En Dignos de ser humanos (Anagrama, 2021), Rutger Bregman nos cuenta que no es cierto que las situaciones de crisis provoquen el hundimiento de la civilización, de manera que todo degenere en un sálvese quien pueda.
Así, mientras los aviones de Hitler bombardeaban Inglaterra en 1940, la gente exhibió su dimensión más solidaria. Los ciudadanos, lejos de traumatizarse, aprendieron a vivir aquellas circunstancias difíciles incluso con humor. La salud mental, en lugar de experimentar un retroceso, experimentó una insólita mejoría: «Descendió el consumo del alcohol y se cometieron menos suicidios que en tiempos de paz».
La voluntad de resistencia de los británicos no se quebró. Sucedió, contra lo que esperaban los nazis, todo lo contrario. Aunque ningún estudio científico ha conseguido probar que los bombardeos socaven la moral de la población, desde 1940 se ha insistido una y otra vez en esta estrategia destructiva y cruel.
Fue lo que hizo, por ejemplo, Estados Unidos en Vietnam. Sus resultados fueron igualmente contraproducentes porque sus enemigos también aprendieron a endurecerse ante la adversidad.
Bregman argumenta con solidez que la mayoría de la gente es buena, al contrario de lo que supone una ideología pesimista disfrazada de realismo. Si los poderosos temen que un desastre nos haga retroceder hasta la barbarie, es porque son ellos los verdaderos egoístas y por eso piensan que el resto del mundo también es así. Desde esta perspectiva, los hechos comprobados darían la razón a los idealistas, no a los cínicos.

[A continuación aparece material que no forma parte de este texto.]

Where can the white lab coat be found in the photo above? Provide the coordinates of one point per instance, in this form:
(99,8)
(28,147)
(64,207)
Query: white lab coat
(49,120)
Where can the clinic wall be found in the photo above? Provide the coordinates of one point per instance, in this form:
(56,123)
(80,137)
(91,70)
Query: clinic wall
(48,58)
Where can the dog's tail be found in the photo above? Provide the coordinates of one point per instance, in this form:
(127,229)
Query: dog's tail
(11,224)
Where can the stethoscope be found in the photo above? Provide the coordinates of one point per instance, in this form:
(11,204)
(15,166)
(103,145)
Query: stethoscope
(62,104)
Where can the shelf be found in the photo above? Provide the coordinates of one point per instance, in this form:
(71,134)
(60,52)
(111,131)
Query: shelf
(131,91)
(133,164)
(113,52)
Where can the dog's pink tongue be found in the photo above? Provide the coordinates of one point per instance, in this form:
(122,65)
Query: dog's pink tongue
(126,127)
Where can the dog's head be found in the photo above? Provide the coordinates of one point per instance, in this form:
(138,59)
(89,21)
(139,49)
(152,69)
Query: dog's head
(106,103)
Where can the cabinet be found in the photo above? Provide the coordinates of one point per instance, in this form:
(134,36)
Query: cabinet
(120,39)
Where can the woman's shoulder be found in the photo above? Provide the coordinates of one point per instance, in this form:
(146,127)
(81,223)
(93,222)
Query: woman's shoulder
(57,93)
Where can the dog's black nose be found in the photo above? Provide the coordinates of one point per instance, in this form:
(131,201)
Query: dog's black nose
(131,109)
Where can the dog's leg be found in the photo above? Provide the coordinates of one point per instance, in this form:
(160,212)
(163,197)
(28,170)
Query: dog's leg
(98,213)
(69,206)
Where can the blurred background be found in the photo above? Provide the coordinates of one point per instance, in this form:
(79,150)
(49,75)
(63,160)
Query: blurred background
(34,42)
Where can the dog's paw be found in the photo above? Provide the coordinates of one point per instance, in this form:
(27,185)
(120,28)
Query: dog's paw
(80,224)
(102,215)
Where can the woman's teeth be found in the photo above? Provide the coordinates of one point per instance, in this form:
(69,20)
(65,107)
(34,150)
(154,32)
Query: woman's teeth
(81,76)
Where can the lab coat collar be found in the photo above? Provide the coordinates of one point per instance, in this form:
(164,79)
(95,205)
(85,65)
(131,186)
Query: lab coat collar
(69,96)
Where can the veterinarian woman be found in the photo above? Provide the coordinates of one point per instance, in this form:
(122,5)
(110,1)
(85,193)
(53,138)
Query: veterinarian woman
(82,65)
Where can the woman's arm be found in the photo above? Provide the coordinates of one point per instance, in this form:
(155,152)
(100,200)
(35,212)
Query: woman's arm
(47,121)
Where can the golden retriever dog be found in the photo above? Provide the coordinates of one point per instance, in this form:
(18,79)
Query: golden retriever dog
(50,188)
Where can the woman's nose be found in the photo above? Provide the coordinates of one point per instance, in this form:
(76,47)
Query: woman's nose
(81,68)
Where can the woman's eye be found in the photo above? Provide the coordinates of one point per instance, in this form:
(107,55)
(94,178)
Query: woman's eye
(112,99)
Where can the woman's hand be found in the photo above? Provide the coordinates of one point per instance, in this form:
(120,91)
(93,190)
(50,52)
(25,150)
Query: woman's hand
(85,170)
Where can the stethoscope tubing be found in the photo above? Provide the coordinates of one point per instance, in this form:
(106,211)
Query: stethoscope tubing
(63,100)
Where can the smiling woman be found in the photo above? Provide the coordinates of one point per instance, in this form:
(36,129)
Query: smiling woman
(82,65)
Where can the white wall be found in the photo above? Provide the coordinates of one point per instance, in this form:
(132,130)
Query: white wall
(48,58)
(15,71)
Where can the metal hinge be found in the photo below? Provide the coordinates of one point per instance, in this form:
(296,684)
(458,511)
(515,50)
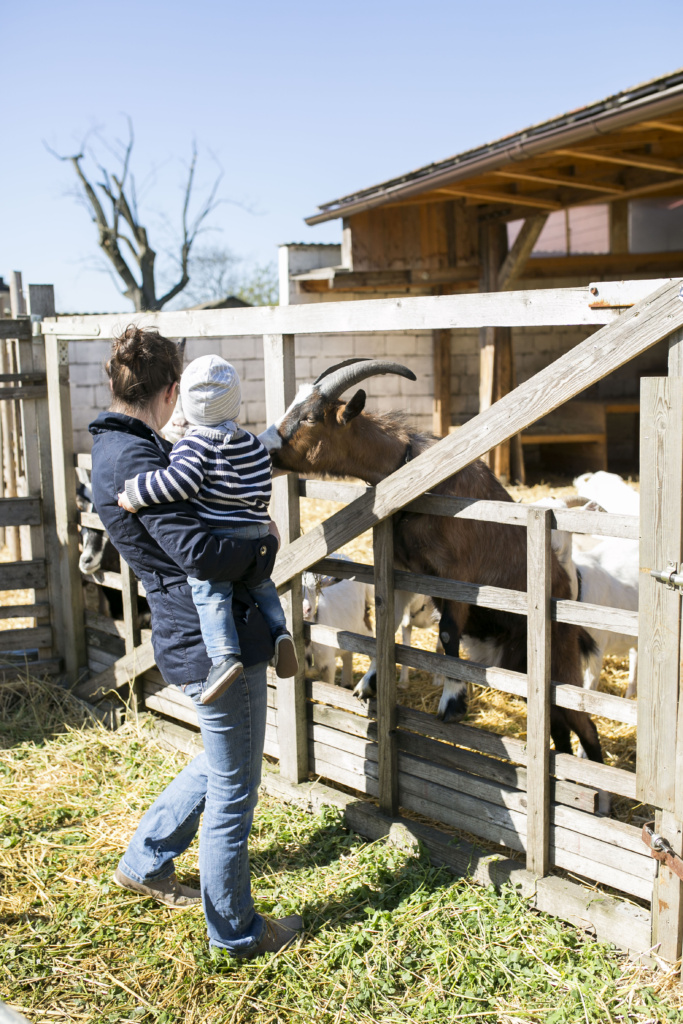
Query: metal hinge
(662,850)
(670,577)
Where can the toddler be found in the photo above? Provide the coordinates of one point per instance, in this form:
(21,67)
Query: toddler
(225,472)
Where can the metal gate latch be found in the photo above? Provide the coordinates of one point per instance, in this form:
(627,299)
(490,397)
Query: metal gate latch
(671,577)
(662,850)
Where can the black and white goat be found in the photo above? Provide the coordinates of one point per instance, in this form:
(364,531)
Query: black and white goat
(321,434)
(345,604)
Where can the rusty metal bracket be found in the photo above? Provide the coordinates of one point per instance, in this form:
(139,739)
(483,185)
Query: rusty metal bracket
(662,850)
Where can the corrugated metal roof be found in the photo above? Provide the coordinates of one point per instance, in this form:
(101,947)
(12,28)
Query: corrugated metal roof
(659,96)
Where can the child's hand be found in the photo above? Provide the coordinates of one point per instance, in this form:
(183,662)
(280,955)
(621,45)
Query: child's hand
(125,504)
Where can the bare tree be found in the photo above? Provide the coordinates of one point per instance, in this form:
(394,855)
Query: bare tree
(119,226)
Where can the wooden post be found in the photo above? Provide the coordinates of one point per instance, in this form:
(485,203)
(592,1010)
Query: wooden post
(39,464)
(659,738)
(495,342)
(385,629)
(292,726)
(131,625)
(441,359)
(72,634)
(538,688)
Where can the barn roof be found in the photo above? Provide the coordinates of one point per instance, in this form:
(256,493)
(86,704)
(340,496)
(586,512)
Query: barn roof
(627,145)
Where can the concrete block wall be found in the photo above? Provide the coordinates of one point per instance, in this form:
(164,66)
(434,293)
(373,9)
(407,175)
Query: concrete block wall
(90,393)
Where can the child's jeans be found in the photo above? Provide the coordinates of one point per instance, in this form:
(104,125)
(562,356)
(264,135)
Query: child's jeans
(213,601)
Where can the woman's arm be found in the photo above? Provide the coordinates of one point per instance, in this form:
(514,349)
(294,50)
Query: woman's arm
(180,534)
(177,482)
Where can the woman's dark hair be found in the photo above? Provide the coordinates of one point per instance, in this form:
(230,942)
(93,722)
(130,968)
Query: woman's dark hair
(142,364)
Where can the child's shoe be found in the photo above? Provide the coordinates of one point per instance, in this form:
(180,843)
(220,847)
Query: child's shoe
(286,660)
(220,677)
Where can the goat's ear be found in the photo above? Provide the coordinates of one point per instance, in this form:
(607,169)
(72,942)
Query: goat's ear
(353,407)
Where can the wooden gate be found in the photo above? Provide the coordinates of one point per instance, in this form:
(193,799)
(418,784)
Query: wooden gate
(44,553)
(538,804)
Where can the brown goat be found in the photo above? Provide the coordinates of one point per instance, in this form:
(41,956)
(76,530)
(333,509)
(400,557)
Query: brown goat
(323,435)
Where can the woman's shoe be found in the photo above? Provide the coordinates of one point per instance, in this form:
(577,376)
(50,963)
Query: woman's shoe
(220,677)
(286,660)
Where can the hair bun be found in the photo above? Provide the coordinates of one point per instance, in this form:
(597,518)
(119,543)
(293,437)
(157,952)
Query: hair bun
(130,345)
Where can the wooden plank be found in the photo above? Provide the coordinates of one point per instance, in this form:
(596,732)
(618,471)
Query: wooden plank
(513,264)
(659,608)
(23,576)
(615,344)
(71,632)
(441,366)
(575,612)
(668,898)
(604,705)
(36,670)
(385,627)
(39,609)
(573,520)
(26,639)
(611,920)
(23,393)
(537,307)
(280,373)
(123,672)
(472,763)
(564,766)
(15,329)
(19,512)
(539,562)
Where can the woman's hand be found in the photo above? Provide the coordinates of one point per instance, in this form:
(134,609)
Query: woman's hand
(125,504)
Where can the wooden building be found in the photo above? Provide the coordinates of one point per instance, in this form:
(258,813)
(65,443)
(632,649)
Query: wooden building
(594,195)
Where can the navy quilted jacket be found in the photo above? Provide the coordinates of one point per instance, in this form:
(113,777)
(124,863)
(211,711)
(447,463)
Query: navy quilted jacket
(165,544)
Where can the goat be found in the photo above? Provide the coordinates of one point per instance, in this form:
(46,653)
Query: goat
(606,574)
(342,603)
(323,435)
(345,604)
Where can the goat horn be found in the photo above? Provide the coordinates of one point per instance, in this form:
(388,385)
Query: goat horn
(343,377)
(338,366)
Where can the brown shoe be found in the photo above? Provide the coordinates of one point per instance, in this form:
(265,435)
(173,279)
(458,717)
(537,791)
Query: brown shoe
(168,891)
(278,934)
(286,660)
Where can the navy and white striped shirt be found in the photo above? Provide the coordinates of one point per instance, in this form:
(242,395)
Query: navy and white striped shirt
(227,478)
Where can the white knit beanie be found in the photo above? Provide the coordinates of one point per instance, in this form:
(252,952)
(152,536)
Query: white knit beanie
(210,391)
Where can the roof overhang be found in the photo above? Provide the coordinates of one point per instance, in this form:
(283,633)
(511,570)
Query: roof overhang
(662,98)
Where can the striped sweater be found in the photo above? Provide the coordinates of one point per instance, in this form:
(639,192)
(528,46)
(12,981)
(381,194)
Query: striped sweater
(226,477)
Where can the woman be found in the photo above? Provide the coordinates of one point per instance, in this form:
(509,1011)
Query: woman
(164,545)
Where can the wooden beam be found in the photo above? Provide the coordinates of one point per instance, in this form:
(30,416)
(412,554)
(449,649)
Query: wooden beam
(539,560)
(636,330)
(619,226)
(515,261)
(279,352)
(564,182)
(666,166)
(441,363)
(485,197)
(386,667)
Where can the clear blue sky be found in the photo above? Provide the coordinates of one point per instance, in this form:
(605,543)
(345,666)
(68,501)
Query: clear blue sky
(300,102)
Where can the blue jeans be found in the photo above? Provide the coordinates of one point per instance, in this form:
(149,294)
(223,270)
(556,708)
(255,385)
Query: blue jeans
(223,783)
(213,601)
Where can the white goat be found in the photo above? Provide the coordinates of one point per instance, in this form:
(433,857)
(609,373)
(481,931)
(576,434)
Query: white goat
(342,603)
(345,604)
(606,574)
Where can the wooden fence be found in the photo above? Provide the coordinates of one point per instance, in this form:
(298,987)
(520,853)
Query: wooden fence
(535,803)
(40,527)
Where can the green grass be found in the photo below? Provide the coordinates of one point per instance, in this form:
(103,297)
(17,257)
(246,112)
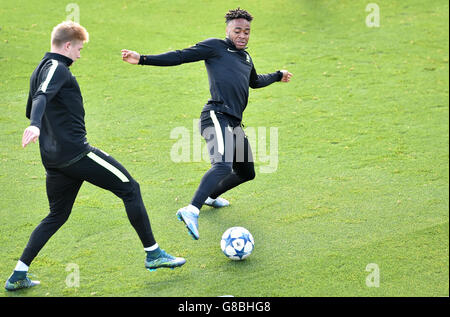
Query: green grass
(363,150)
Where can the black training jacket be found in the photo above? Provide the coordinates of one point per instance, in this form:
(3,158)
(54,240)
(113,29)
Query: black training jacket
(230,71)
(55,106)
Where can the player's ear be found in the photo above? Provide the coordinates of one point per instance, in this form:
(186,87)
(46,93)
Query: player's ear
(67,46)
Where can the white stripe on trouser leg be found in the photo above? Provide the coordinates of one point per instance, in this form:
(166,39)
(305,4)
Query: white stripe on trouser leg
(218,129)
(108,166)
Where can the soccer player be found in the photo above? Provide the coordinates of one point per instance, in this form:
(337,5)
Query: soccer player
(231,72)
(56,113)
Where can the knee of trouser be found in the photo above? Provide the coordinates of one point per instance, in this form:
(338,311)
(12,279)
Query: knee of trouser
(224,168)
(133,190)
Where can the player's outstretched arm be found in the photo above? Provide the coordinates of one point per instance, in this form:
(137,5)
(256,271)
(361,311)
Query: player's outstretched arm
(286,76)
(131,57)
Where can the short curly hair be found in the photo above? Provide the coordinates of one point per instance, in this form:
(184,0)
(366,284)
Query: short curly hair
(238,14)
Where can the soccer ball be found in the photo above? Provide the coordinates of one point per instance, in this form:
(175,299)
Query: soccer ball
(237,243)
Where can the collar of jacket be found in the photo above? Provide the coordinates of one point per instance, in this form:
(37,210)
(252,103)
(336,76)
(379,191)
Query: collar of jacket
(231,44)
(66,60)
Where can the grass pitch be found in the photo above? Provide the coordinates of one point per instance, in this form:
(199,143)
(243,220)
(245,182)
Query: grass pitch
(362,173)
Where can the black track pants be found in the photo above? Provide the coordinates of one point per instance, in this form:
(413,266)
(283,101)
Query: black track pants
(63,184)
(230,154)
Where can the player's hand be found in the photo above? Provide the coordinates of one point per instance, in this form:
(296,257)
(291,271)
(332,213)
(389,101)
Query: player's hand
(131,57)
(31,134)
(286,76)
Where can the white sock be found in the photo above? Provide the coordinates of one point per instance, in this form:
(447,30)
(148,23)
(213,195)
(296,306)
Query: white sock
(209,201)
(152,248)
(21,266)
(193,209)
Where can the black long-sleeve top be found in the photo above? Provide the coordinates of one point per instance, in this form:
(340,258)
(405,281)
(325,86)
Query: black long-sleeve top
(55,106)
(230,71)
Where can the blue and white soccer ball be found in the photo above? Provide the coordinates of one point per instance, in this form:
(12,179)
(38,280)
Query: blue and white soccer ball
(237,243)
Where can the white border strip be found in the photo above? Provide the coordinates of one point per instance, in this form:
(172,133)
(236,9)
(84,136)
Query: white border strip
(49,75)
(108,166)
(218,131)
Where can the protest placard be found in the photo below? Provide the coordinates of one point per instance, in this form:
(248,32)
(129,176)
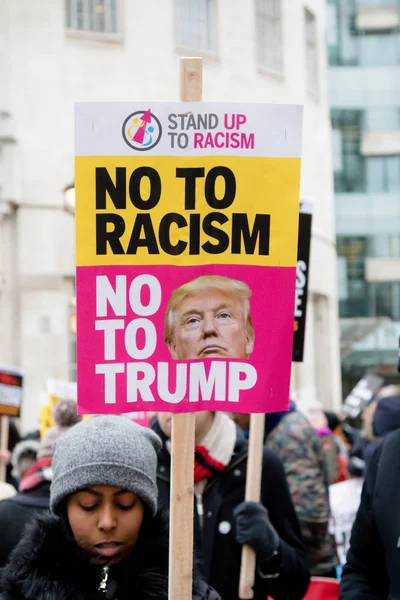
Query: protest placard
(302,278)
(204,197)
(11,380)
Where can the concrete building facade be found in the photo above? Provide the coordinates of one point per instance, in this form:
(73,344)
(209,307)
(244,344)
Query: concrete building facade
(55,52)
(364,53)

La literatura histórica disponible demuestra que las condiciones objetivas no lo son todo. También tiene un enorme poder la manera en que afrontamos los obstáculos. En La gran evasión, poco antes de morir, el personaje de Richard Attenborough dice que nunca había sido tan feliz como en el campo de prisioneros nazi. ¿Se ha vuelto, tal vez, loco? ¿Cómo puede decir algo en apariencia tan descabellado a propósito de un lugar tan horrible? Sus palabras resultan, en realidad, muy fáciles de entender. Mientras organizaba la fuga de sus compañeros, participaba en un proyecto colectivo y eso daba sentido a su vida. Tenía la sensación de que caminaba en una dirección en lugar de levantarse cada mañana sin ningún propósito.
Se trata, sí, de un ejemplo de ficción, pero la historia nos muestra que la vida de cada día está llena de casos similares. Fueron muchas las personas que recordaban la Segunda Guerra Mundial como un tiempo dichoso, en el que se combatía por una causa justa, frente la existencia prosaica y materialista que vendría después.